This was a submission for the COVID-19 Design Challenge by Dream Projects. The open brief gave us designers the opportunity to use our creativity to come up with digital solutions that may be of use during the global pandemic. The COVID-19 problem that I chose to focus on is the need for more home care and self-diagnosis in order to avoid overwhelming hospitals.

This submission was chosen as a Runner Up by Dream Projects. 




UX & UI Design
User Testing


Sketch, InVision


COVID-19 project brief from Dream Projects: 

"As we speak the world has reached global pandemic status and we need to put our collective brains together to help solve a variety of issues and systematic failures. At Dream Projects our mission is in part to build a better world around us and at times like this, we can think of no better opportunity to let designers do what they do best…solve problems. We are leaving this brief open to any and all ideas to help solve this global crisis and won’t limit you to think inside a specific box. You can explore deficiencies in the health care system, inadequacies in information or resources, or even grander infrastructure problems. Choose a problem to solve and come up with a solution."


After considering the level of need and digitization of brainstormed problems, I identified that home care and tracing were the ones with the most potential.

To enable home care as best as possible, I created an app that triages people with cold and flu symptoms based on their symptoms, risk, and exposure. After determining a person's overall risk, the app offers care knowledge, tele-monitoring, and follow ups to ensure the person is getting treatment.


I brainstormed problems associated with COVID-19, which I analyzed based on level of need and potential to solve digitally. Then, I interviewed people with cold and flu symptoms and people who are treating COVID-19 patients in hospitals.

Home care surfaced as one of the problems with the highest need and the highest potential. It was voiced as a concern from both potential patients and healthcare workers - people who are sick prefer to stay and treat at home if possible, and hospitals are already overwhelmed. Contact tracing was also high in need and potential, and hadn't been offered to the public in a digital tool at the time.


As part of the process of choosing the right COVID-19 problem to focus on, I interviewed people with cold and flu symptoms and people who are treating COVID-19 patients in hospitals. I used the information from these interviews to construct the following persona and user flow:


With home care, I focused on the self-diagnosis flow because tele-medicine services for clinicians to screen and monitor patients remotely already exist. I combined the top concerns expressed by people who were sick with CDC information and recommendations regarding COVID-19 to create a self-diagnosis flow to triage people with cold and flu symptoms into the following categories:

  • Low risk: Share resources for home treatment of cold/flu
  • Medium risk: Recommend calling healthcare provider or scheduling a call through the app; Share resources for home treatment of cold/flu and monitor with prompts every 2 days
  • High risk: High priority for scheduling a call through the app; Share information for local testing and tele-monitor for status of treatment


A key part of self-diagnosis that did not exist yet in other tools is tracing potential exposure, and tracing was another top issue that surfaced during research. Thus, I also included a feature to make it easy to trace potential exposure to COVID-19.

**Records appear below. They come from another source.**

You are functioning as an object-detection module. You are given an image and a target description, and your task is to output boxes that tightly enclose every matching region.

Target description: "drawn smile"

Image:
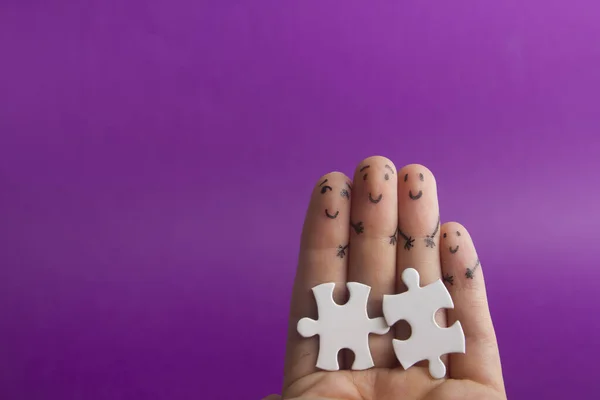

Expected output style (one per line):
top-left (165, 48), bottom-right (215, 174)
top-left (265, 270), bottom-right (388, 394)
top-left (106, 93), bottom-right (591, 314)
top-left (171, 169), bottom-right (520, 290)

top-left (369, 193), bottom-right (383, 204)
top-left (408, 190), bottom-right (423, 200)
top-left (325, 209), bottom-right (340, 219)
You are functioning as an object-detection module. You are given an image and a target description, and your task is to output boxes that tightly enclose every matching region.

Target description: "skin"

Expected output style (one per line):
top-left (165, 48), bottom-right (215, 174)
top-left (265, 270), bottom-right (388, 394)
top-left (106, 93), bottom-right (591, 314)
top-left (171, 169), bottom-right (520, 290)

top-left (265, 157), bottom-right (506, 400)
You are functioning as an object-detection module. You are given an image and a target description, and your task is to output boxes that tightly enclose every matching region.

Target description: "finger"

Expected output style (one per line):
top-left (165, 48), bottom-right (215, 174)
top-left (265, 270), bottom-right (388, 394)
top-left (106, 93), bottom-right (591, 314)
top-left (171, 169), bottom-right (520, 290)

top-left (347, 156), bottom-right (398, 367)
top-left (284, 172), bottom-right (351, 392)
top-left (440, 222), bottom-right (504, 391)
top-left (396, 164), bottom-right (446, 332)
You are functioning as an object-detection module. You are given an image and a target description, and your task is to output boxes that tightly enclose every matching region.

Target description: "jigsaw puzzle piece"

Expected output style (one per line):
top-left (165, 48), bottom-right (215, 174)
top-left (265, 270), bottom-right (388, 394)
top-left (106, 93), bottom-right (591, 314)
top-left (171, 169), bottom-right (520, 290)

top-left (383, 268), bottom-right (465, 379)
top-left (297, 282), bottom-right (390, 371)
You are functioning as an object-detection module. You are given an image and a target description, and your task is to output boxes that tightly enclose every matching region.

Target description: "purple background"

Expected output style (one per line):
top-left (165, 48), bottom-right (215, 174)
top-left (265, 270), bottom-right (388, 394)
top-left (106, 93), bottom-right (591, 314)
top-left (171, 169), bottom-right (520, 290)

top-left (0, 0), bottom-right (600, 400)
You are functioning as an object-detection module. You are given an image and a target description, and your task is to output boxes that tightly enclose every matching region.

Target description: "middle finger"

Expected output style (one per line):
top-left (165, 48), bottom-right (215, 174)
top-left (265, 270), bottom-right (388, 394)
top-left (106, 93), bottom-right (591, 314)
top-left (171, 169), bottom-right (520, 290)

top-left (348, 156), bottom-right (398, 368)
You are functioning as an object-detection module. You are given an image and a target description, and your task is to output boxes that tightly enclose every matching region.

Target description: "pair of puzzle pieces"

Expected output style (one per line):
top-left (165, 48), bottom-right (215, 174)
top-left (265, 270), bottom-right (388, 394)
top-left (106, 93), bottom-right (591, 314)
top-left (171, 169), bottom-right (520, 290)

top-left (297, 268), bottom-right (465, 379)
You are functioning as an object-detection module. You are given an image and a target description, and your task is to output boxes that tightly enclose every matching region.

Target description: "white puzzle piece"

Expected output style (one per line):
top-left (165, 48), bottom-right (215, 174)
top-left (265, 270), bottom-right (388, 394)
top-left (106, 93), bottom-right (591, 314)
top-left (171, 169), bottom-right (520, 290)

top-left (383, 268), bottom-right (465, 379)
top-left (297, 282), bottom-right (390, 371)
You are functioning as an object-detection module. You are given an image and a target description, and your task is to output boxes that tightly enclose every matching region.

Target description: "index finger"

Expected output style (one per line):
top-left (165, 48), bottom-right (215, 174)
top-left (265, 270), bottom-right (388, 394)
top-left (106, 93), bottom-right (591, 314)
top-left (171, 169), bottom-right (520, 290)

top-left (283, 172), bottom-right (352, 393)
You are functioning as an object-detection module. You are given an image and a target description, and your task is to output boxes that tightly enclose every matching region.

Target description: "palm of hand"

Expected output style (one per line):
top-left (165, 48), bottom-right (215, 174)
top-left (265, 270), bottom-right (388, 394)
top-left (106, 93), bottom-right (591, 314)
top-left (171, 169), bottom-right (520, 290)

top-left (267, 157), bottom-right (506, 400)
top-left (282, 367), bottom-right (504, 400)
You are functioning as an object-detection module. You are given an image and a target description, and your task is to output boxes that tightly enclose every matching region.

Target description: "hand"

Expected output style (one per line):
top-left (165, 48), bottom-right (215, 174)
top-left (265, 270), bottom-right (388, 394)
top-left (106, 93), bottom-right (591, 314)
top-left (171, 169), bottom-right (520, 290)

top-left (267, 157), bottom-right (506, 400)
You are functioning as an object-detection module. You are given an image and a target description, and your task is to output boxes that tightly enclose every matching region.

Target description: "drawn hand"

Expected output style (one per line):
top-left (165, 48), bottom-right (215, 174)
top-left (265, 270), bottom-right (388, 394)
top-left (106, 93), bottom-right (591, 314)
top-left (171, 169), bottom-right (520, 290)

top-left (266, 157), bottom-right (506, 400)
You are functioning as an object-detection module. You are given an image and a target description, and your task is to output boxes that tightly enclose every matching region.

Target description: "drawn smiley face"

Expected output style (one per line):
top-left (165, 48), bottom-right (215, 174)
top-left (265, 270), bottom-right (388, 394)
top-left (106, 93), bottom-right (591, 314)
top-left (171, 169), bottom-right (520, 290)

top-left (360, 164), bottom-right (394, 204)
top-left (404, 173), bottom-right (425, 200)
top-left (444, 231), bottom-right (460, 254)
top-left (319, 179), bottom-right (352, 219)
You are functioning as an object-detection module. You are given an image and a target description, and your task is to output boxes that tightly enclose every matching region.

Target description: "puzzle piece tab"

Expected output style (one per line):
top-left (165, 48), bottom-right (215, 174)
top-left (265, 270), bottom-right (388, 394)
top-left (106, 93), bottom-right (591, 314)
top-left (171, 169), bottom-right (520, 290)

top-left (383, 268), bottom-right (465, 379)
top-left (297, 282), bottom-right (390, 371)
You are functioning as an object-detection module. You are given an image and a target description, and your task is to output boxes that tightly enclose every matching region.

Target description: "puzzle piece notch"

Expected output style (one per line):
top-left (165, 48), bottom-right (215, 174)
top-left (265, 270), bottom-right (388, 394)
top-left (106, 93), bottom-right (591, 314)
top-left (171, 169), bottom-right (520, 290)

top-left (297, 282), bottom-right (390, 371)
top-left (383, 268), bottom-right (465, 379)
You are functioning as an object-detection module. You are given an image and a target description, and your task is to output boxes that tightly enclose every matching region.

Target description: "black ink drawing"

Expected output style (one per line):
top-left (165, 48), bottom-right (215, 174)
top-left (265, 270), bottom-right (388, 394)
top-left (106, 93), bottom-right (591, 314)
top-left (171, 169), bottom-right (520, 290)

To make tracing as easy as possible, I included location sharing. Once the user agrees to share his/her location, the app scans the user's location data for the past 14 days. This location data is then compared to the database of locations COVID-10 verified areas - areas where people diagnosed with COVID-19 are known to have visited while they were potentially contagious. 


For users who do not want to share their location with the app, manual tracing is also available.

The map view shows all COVID-19 verified areas on a particular day in yellow. The user can see where the COVID-19 verified areas are for each day in the past 2 weeks and mark if s/he was nearby on a particular day. 


I aimed to make the app simple and soothing for a user that is sick and stressed. I chose a calm teal as the base color, with yellow to highlight important information.